Phase three for LNG carriers of 10,000 dwt and above also comes into effect in 2022 with a 30% reduction rate, the same as for cruise ships without conventional propulsion of 85,000 gt and above, general cargo ships and gas carriers of 15,000 dwt and above.
But the third EEDI phase for most vessels, including bulkers and tankers, begins in 2025 with a 30% reduction rate.
In certain cases, reduction rates will fluctuate within a specific size band, such as bulkers between 10,000 dwt and 20,000 dwt, form 0% up to 30%.
EEDI aside, during MEPC 74 delegates made little progress on decarbonisation measures, with the majority of the discussions being absorbed by important but procedural issues.
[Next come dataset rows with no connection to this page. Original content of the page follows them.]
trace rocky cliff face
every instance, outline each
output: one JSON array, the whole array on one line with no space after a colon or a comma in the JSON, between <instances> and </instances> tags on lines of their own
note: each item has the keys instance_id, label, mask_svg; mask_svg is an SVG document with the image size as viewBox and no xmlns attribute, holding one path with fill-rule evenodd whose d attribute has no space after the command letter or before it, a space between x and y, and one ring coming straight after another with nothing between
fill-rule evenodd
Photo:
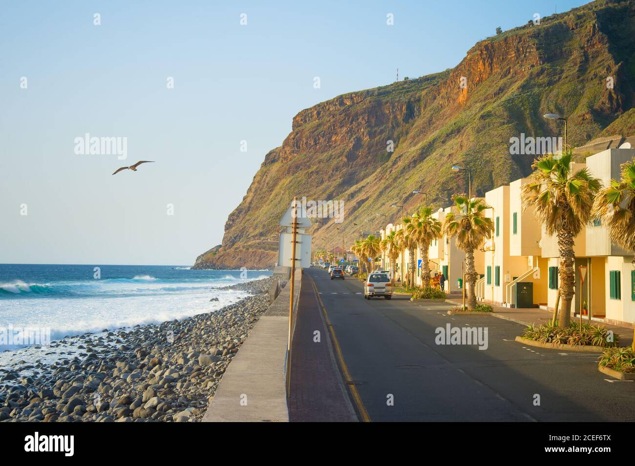
<instances>
[{"instance_id":1,"label":"rocky cliff face","mask_svg":"<svg viewBox=\"0 0 635 466\"><path fill-rule=\"evenodd\" d=\"M434 207L446 205L467 191L453 164L472 169L472 192L483 195L530 171L533 157L510 155L511 138L561 135L545 113L568 116L575 146L605 129L633 134L634 46L635 0L596 1L483 41L452 69L301 111L227 219L222 247L194 267L272 266L277 221L294 195L344 202L341 225L314 219L314 249L341 245L336 227L348 246L360 230L398 221L392 204L408 212L423 202L414 189Z\"/></svg>"}]
</instances>

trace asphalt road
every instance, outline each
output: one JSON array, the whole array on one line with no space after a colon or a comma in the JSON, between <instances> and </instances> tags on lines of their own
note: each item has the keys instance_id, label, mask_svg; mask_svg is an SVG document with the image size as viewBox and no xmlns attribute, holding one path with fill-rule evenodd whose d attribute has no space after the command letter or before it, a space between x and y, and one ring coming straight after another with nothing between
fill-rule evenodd
<instances>
[{"instance_id":1,"label":"asphalt road","mask_svg":"<svg viewBox=\"0 0 635 466\"><path fill-rule=\"evenodd\" d=\"M597 354L525 346L514 340L523 328L515 322L450 316L444 302L406 296L367 301L352 277L304 273L372 421L635 420L635 382L599 372ZM436 330L448 323L486 327L487 349L437 344Z\"/></svg>"}]
</instances>

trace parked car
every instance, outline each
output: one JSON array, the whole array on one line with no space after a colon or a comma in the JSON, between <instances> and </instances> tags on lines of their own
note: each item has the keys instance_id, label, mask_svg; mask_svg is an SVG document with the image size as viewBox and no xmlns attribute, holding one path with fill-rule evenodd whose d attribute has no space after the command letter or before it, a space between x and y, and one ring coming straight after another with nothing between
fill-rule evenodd
<instances>
[{"instance_id":1,"label":"parked car","mask_svg":"<svg viewBox=\"0 0 635 466\"><path fill-rule=\"evenodd\" d=\"M341 278L344 279L344 272L339 267L336 267L333 270L331 271L331 280L333 278Z\"/></svg>"},{"instance_id":2,"label":"parked car","mask_svg":"<svg viewBox=\"0 0 635 466\"><path fill-rule=\"evenodd\" d=\"M391 299L392 297L392 286L387 273L369 273L364 284L364 299L370 299L373 296L383 296L386 299Z\"/></svg>"}]
</instances>

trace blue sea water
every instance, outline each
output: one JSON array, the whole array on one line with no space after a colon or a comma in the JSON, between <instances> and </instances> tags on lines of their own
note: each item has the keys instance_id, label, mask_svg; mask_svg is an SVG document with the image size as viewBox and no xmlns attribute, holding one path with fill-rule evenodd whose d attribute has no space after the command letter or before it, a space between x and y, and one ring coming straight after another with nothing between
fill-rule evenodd
<instances>
[{"instance_id":1,"label":"blue sea water","mask_svg":"<svg viewBox=\"0 0 635 466\"><path fill-rule=\"evenodd\" d=\"M249 295L218 288L271 273L176 266L0 264L0 329L46 328L56 340L182 319ZM215 297L218 301L211 302ZM18 346L4 345L0 351Z\"/></svg>"}]
</instances>

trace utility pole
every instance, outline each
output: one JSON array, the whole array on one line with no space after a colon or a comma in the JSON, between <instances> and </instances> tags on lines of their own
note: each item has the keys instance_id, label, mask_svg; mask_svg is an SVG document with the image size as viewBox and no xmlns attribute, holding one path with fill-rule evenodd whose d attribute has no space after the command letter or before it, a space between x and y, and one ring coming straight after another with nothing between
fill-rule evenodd
<instances>
[{"instance_id":1,"label":"utility pole","mask_svg":"<svg viewBox=\"0 0 635 466\"><path fill-rule=\"evenodd\" d=\"M287 370L286 373L288 375L291 374L291 328L293 328L292 323L293 320L293 285L295 279L295 247L297 244L296 241L296 235L298 232L298 197L295 196L293 197L293 222L291 224L291 231L293 233L293 236L291 236L291 288L290 291L291 291L291 295L289 297L289 337L287 340L287 348L288 348L288 354L287 354L286 364L287 364ZM291 387L290 385L290 377L287 377L286 380L286 392L287 395L289 394L289 389Z\"/></svg>"}]
</instances>

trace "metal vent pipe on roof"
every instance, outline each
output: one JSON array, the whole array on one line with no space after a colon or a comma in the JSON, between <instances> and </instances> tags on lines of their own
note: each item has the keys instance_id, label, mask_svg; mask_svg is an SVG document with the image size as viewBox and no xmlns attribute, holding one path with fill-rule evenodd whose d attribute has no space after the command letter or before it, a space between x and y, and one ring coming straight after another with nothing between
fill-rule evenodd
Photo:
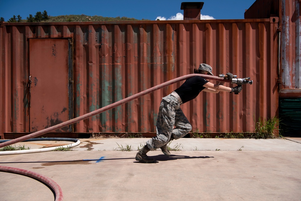
<instances>
[{"instance_id":1,"label":"metal vent pipe on roof","mask_svg":"<svg viewBox=\"0 0 301 201\"><path fill-rule=\"evenodd\" d=\"M184 20L201 19L201 10L203 2L182 2L181 10L184 10Z\"/></svg>"}]
</instances>

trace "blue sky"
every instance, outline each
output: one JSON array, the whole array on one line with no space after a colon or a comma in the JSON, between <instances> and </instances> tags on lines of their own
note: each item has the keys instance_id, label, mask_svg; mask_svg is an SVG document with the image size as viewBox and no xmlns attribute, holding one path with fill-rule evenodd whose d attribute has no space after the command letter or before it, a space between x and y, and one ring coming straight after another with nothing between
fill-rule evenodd
<instances>
[{"instance_id":1,"label":"blue sky","mask_svg":"<svg viewBox=\"0 0 301 201\"><path fill-rule=\"evenodd\" d=\"M23 19L31 14L46 10L48 15L55 16L80 15L115 17L118 16L155 20L158 17L164 19L183 19L183 11L180 9L183 2L203 2L201 10L202 19L244 19L245 10L255 0L203 0L185 1L172 0L134 1L64 1L61 0L1 0L0 17L5 21L14 15ZM182 17L182 19L181 18Z\"/></svg>"}]
</instances>

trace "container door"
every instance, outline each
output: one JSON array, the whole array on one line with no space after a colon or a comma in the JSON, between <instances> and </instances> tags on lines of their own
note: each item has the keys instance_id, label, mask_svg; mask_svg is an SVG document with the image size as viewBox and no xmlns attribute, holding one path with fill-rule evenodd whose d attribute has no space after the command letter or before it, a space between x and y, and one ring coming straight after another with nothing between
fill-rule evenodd
<instances>
[{"instance_id":1,"label":"container door","mask_svg":"<svg viewBox=\"0 0 301 201\"><path fill-rule=\"evenodd\" d=\"M32 82L29 131L36 132L73 118L71 39L29 39ZM55 132L72 132L72 125Z\"/></svg>"}]
</instances>

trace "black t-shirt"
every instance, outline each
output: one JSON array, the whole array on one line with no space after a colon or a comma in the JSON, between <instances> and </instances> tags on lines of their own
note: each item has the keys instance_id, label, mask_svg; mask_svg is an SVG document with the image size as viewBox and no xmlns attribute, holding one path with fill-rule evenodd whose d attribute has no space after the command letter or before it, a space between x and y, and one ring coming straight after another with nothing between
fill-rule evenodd
<instances>
[{"instance_id":1,"label":"black t-shirt","mask_svg":"<svg viewBox=\"0 0 301 201\"><path fill-rule=\"evenodd\" d=\"M195 76L188 78L179 87L175 90L183 103L188 102L197 96L201 91L206 88L203 86L208 82L201 77Z\"/></svg>"}]
</instances>

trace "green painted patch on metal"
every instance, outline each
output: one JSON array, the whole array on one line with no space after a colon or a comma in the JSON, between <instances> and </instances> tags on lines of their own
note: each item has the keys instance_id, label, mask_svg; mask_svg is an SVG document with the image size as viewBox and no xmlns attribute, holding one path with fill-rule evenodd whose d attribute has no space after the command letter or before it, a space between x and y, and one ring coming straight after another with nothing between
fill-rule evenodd
<instances>
[{"instance_id":1,"label":"green painted patch on metal","mask_svg":"<svg viewBox=\"0 0 301 201\"><path fill-rule=\"evenodd\" d=\"M301 98L280 98L279 117L281 129L301 137Z\"/></svg>"}]
</instances>

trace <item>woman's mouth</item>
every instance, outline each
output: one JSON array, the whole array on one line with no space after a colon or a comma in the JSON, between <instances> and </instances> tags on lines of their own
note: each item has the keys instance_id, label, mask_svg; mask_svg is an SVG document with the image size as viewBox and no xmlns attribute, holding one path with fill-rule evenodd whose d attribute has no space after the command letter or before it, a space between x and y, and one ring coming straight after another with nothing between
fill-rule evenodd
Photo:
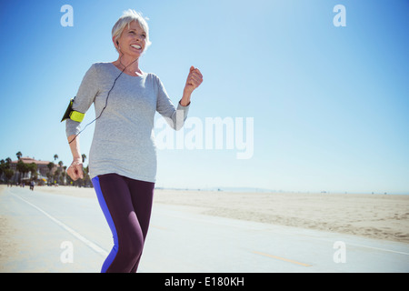
<instances>
[{"instance_id":1,"label":"woman's mouth","mask_svg":"<svg viewBox=\"0 0 409 291\"><path fill-rule=\"evenodd\" d=\"M139 45L131 45L132 47L134 47L135 49L140 50L142 49L142 46Z\"/></svg>"}]
</instances>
“IMO’s decision to move up and tighten energy efficiency targets for some new ships is a modest but necessary step to combat climate change. Next, IMO will consider energy efficiency measures for existing ships to reduce emissions in the near-term,” Dan Rutherford, marine director at the International Council on Clean Transportation, said in an e-mailed statement.
Faig Abbasov, shipping officer at Transport and Environment, an Brussels-based NGO which has long been calling for stricter EEDI targets on ships, slammed the IMO for showing it is not prepared to adopt rules that encourage technological innovation with EEDI regulation.
“IMO's comfort zone is rather to timidly follow what the market has already delivered without regulation, and then take credit for it," he said in an e-mailed statement.
MEPC 75 in 2020 will adopt the new EEDI requirements to make them official IMO regulations. Though in theory there is an opportunity for last minute interventions at that sessions, adoption of EEDI phase three rules should be a formality.
MEPC 74 also agreed to form a correspondence group, composed of member states and organisations, to begin negotiating for the first time the fourth phase of the EEDI.